Configures a Marketing Mix Modeling (MMM) study for a project.
**What is MMM?**
Marketing Mix Modeling measures the real contribution of each marketing channel (Google Ads, Meta, etc.) on a KPI (leads, revenue, conversions), accounting for external factors (seasonality, holidays, promotions).
**Recommended workflow:**
1. Use get_schema_context to discover the project's tables/columns
2. Generate input SQL queries (KPI, channels, exogenous variables)

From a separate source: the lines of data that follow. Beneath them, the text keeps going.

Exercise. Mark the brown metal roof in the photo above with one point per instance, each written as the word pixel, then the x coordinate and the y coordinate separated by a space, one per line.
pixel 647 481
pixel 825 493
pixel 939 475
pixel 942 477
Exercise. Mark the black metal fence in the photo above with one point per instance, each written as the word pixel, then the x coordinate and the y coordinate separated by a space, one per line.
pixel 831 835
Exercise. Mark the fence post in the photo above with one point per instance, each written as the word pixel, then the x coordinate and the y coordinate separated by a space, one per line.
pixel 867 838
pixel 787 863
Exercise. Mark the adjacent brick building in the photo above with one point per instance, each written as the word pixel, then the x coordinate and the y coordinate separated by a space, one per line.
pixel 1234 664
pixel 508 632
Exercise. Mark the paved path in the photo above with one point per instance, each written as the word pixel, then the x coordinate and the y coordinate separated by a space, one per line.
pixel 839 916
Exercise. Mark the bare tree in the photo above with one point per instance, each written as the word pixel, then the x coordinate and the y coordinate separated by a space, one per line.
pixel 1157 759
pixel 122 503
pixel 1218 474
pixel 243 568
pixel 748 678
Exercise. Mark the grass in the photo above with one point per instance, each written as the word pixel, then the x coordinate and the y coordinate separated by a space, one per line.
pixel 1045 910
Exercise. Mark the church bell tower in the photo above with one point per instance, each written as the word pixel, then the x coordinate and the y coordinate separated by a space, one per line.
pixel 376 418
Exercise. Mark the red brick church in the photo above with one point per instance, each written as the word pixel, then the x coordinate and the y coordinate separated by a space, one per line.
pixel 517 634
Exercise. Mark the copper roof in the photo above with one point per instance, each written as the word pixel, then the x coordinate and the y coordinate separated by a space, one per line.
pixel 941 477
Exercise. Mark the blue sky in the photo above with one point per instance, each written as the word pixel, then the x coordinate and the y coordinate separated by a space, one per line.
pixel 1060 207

3. **Validate each query before calling setup_mmm:** Use execute_query to run a COUNT(*) wrapper on each input query (e.g., SELECT COUNT(*) FROM (<query>)). If any query returns 0 rows, do NOT include it in setup_mmm — warn the user that the data source is empty and ask whether to proceed without it or fix the query.
4. Call setup_mmm with the validated SQL queries — the study is automatically launched after setup
5. Do NOT call run_mmm after setup_mmm: the first run is triggered automatically
**Important:** run_mmm is only needed to RE-RUN an existing study later, not after initial setup.
**Input queries format:**
Each query must return a "time" column (DATE) and the requested metrics.
- role="kpi": a "kpi" column (the target KPI)
- role="channel": "spend" and "impressions" columns + channel_name
- role="exogenous": columns named after the exogenous variables + columns[]
**Granularity**: "weekly" is recommended (MMM standard). SQL should aggregate by week.
**Important**: Adapt the SQL dialect to the project's data warehouse type (BigQuery, Snowflake, Redshift).